An American Story of Oppression and Resistance: Samira Ahmed’s Internment

An American Story of Oppression and Resistance: Samira Ahmed’s Internment

From time to time, we see new YA novels that everyone seems to be reading and discussing. Angie Thomas’s The Hate U Givea testimonial novel that captured killings of unarmed Black teenagers and the rise of Black Lives Matter — was one of them. Two years into the new administration, with its Muslim travel ban and family separations and mass detentions along the southern border of the United States, Samira Ahmed’s Internment has captured the cultural zeitgeist.
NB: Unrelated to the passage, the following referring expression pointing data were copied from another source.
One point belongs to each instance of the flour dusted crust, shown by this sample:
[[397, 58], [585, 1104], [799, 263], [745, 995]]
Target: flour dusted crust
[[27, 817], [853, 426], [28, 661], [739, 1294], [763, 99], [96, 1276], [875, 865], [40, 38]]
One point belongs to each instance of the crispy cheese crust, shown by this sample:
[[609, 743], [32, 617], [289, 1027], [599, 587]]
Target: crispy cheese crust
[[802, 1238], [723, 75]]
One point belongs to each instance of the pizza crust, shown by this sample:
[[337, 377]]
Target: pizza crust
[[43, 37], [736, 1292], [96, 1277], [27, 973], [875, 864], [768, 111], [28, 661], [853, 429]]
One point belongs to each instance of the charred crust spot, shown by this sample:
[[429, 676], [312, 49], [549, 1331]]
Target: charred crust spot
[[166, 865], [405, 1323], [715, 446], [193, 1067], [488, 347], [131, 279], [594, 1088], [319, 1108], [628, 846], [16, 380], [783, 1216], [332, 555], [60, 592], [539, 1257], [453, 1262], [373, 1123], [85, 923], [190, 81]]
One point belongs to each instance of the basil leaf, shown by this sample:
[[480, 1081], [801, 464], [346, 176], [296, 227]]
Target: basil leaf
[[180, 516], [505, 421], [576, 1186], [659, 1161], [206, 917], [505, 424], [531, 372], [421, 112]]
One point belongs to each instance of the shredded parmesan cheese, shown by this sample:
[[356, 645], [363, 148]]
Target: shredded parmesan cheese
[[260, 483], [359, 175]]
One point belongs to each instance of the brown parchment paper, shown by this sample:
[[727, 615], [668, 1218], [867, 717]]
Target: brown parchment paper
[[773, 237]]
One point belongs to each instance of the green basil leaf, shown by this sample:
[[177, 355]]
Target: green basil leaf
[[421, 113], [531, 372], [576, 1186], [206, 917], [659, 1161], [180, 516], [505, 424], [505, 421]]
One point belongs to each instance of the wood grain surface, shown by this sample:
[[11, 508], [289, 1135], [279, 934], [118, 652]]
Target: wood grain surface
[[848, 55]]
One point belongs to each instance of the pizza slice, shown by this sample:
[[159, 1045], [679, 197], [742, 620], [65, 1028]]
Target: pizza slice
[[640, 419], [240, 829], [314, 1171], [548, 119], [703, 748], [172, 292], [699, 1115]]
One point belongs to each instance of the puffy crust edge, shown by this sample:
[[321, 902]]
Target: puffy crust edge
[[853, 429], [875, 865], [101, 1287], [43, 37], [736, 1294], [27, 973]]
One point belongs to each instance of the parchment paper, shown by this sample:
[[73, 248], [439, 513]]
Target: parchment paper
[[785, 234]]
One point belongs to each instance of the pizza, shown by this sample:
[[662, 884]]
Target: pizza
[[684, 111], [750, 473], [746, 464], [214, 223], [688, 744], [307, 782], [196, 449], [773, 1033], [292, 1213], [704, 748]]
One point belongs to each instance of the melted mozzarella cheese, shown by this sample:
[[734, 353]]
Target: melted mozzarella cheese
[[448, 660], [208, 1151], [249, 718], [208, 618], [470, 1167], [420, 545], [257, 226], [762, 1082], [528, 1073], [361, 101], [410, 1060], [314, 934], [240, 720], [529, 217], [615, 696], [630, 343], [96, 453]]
Although Internment is classified as dystopian, set in the near future rather than the present like The Hate U Give, Ahmed, author of the acclaimed contemporary novel Love, Hate & Other Filters, draws on both historical events and current trends. Like Love, Hate & Other Filters, Internment addresses Islamophobia and the stereotyping and demonization of Muslim Americans. But she takes it one step further, imagining a hate-filled, tweeting President who whips up fear against the Other to gain popular support, eliminate enemies, and impose a repressive regime with book burnings, curfews, and soldiers patrolling the streets. Her dystopian United States draws primarily from Hitler’s Nuremberg Laws which forced Jews in Germany to register and banned them from government jobs and schools, the internment of Japanese Americans during the Second World War, and the White Rose resistance of young people against the Nazi regime. An author’s note at the end offers a bibliography of resources about the Japanese-American internment, and in the story itself the young Muslim resisters inside the camp discuss the work of Sophie Scholl and the White Rose.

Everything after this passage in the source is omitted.